False negatives in robots.txt processing? #3637

alanbchristie · 2019-02-23T11:18:13Z

https://www.idealista.it has a robots.txt which appears complex but essentially has the following: -

User-agent: *
Allow: /en/geo/

Scrapy (1.6.0) keeps telling me that where-ever I go on this site that I'm Forbidden by robots.tx: -

2019-02-23T11:06:44.226Z scrapy.downloadermiddlewares.robotstxt DEBUG # Forbidden by robots.txt: <GET https://www.idealista.it/en/geo/vendita-case/molise/>

I'm confused. I don't think I should blocked and I suspect that Scrapy may be thrown by other instructions in the robots.txt file.

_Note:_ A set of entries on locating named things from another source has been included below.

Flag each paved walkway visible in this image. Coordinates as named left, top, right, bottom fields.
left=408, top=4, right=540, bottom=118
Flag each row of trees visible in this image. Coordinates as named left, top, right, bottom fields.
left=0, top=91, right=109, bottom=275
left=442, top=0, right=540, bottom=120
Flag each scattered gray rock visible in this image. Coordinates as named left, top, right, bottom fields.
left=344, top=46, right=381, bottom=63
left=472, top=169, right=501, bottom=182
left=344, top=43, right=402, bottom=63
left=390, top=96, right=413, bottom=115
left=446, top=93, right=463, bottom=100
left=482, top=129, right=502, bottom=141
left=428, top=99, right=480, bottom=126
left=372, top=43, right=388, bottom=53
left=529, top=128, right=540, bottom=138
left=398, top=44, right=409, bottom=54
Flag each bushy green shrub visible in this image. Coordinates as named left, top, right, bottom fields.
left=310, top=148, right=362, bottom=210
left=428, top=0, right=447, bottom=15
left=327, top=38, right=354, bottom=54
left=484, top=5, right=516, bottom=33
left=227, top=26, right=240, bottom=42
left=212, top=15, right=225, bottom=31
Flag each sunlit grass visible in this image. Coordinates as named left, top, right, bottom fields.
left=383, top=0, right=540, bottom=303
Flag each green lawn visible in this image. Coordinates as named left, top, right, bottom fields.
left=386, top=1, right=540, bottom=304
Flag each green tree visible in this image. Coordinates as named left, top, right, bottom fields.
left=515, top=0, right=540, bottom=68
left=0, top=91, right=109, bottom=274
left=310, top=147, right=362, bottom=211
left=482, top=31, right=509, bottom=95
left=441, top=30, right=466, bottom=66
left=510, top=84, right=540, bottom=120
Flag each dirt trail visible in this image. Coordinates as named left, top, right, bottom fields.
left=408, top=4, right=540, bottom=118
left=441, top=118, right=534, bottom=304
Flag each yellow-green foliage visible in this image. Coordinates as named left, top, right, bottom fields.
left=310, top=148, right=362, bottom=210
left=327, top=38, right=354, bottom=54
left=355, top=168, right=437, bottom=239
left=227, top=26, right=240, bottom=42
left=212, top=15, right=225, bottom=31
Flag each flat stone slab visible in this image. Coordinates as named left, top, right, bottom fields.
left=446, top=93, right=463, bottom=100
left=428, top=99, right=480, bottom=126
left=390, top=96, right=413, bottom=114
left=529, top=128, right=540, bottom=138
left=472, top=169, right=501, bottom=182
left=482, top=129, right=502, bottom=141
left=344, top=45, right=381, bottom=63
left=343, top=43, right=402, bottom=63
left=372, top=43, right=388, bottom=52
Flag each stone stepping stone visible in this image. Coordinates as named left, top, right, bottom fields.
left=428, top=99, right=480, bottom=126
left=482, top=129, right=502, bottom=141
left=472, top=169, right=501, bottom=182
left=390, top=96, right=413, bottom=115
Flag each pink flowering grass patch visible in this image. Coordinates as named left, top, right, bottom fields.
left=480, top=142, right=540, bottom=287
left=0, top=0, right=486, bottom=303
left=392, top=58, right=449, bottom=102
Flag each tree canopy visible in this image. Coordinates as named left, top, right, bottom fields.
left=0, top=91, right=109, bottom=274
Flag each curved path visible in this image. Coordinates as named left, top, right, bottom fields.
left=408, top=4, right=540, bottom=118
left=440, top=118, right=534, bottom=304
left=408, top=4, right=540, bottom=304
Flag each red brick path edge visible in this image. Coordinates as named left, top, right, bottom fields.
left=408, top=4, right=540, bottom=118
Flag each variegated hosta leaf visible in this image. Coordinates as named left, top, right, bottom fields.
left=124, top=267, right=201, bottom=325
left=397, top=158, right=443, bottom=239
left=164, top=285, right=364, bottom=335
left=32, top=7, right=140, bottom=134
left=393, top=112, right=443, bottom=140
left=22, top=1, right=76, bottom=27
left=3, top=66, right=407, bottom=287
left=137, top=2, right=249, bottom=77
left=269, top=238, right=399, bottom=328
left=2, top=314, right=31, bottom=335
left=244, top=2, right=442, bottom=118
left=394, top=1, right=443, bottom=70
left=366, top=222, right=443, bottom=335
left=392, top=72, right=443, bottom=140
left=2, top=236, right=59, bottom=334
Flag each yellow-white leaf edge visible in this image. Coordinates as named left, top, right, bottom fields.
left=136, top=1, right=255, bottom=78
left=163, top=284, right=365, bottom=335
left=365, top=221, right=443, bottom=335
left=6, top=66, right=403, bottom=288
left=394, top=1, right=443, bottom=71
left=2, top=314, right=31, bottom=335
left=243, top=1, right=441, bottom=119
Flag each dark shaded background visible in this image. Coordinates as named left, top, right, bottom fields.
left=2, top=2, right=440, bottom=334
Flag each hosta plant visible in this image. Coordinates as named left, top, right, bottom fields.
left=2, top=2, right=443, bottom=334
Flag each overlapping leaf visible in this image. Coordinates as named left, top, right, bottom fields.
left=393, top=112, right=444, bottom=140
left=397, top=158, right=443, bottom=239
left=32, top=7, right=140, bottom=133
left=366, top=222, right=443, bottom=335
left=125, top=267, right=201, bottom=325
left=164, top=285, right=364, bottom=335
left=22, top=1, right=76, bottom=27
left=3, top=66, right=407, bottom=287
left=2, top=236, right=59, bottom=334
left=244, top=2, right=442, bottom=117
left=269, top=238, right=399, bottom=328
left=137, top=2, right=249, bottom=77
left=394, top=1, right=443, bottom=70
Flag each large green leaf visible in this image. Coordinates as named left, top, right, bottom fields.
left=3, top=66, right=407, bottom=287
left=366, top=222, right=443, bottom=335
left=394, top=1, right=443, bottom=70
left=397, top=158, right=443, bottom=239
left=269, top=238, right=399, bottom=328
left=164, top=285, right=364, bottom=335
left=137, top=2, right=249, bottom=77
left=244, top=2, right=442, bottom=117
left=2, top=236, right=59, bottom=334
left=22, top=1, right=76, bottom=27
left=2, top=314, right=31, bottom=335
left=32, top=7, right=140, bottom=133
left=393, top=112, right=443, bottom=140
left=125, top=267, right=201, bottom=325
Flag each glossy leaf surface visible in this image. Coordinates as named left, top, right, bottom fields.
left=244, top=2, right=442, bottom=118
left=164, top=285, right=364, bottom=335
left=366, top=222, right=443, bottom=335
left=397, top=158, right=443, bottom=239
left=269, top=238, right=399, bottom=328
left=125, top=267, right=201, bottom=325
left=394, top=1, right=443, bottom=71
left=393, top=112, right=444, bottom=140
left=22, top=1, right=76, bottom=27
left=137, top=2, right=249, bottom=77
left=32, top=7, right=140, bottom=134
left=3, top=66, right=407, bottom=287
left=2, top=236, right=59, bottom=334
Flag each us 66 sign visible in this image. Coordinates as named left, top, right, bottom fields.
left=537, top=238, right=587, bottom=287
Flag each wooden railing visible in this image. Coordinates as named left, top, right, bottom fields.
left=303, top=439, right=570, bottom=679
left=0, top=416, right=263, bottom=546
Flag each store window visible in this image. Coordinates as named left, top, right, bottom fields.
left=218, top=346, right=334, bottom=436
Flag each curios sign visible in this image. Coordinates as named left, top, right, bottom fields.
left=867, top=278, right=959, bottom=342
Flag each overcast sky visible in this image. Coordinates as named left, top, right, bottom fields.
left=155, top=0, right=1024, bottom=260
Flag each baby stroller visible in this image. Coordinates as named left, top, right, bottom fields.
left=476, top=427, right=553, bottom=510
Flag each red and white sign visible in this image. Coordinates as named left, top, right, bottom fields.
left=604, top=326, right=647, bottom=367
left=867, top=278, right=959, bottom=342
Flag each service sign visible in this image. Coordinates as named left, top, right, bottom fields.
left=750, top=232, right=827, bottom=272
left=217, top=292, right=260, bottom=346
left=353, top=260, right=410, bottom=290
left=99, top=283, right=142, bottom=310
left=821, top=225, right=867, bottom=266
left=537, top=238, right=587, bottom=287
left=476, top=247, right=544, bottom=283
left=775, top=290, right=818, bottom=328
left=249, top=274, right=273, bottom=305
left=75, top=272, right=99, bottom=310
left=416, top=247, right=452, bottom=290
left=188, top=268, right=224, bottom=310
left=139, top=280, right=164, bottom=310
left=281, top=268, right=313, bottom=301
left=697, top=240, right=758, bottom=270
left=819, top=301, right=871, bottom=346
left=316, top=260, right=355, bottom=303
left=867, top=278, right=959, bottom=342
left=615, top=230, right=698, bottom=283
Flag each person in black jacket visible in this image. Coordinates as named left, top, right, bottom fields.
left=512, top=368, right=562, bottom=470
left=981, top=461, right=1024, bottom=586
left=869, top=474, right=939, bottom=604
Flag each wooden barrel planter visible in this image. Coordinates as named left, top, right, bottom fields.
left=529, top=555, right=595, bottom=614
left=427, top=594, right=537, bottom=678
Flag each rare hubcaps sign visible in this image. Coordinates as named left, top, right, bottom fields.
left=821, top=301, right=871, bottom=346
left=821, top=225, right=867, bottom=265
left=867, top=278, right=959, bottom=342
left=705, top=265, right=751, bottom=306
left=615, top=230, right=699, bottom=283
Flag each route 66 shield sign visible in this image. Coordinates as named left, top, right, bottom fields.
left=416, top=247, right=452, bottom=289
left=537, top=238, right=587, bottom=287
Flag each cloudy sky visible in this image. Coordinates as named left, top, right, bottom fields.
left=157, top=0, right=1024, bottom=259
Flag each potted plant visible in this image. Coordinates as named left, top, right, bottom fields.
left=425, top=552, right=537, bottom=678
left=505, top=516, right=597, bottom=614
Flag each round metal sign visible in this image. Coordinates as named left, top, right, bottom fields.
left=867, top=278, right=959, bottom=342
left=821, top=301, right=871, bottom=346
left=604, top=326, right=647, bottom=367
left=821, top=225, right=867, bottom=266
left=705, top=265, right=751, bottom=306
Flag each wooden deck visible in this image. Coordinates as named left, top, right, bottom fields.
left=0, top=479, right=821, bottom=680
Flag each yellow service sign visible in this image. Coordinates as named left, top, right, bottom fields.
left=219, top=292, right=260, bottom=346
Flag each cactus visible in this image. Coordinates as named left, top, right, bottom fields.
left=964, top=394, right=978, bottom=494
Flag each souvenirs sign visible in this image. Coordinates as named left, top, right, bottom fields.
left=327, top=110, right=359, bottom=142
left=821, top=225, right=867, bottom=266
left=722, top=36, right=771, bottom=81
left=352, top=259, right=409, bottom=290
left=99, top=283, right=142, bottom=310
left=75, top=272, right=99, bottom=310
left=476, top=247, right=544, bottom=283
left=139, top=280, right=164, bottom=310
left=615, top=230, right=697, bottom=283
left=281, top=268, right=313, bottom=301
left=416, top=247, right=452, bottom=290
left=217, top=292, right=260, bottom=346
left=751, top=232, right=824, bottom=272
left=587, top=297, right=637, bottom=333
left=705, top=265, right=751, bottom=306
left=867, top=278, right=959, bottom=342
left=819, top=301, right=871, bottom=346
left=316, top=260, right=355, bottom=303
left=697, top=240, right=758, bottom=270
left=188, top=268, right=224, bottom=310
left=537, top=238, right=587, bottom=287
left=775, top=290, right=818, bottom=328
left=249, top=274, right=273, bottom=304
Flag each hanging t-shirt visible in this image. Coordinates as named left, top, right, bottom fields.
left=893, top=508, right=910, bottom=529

I'm no expert by any means but when I validate an apparently legitimate URL (https://www.idealista.it/en/geo/vendita-case/molise/) using an independent tool like http://tools.seobook.com/robots-txt/analyzer/ (and I've tried more than one to gain confidence) I'm told...

Url: https://www.idealista.it/en/geo/vendita-case/molise/
Multiple robot rules found 
Robots allowed: All robots

So, is the robot.txt analysis in scrapy broken?

Scrapy tells me that everywhere on this site is blocked by the robots.txt. Just looking at the file myself, and not fully understanding the order of precedence, that just doesn't seem right.

If the answer is "Scrapy is correct" then why does it conflict with other analysers?
Is there more I need to configure in Scrapy?
Is there some middlewhere I'm missing?
And, most importantly, how do I continue to use Scrapy now and analyse sites like this? Suggestions I don't want are: circumvent robots with set ROBOTSTXT_OBEY = False or write your own robots.txt analyser.

The text was updated successfully, but these errors were encountered:

malberts · 2019-02-25T12:12:38Z

The behavior you see is correct and not a bug in Scrapy. In that robots.txt file you have rules about /en/ in the following order:

Disallow: /en/
Allow: /en/$
Allow: /en/geo/

The (usual) standard is to take the first matching directive: https://en.wikipedia.org/wiki/Robots_exclusion_standard#Allow_directive

Internally Scrapy uses urllib.robotparser which follows that ordering standard. It adds the rules top to bottom, and therefore that is also the order when matching rules. Not all robots.txt checkers follow the same rules, so that might be why some of the third party checkers did not complain.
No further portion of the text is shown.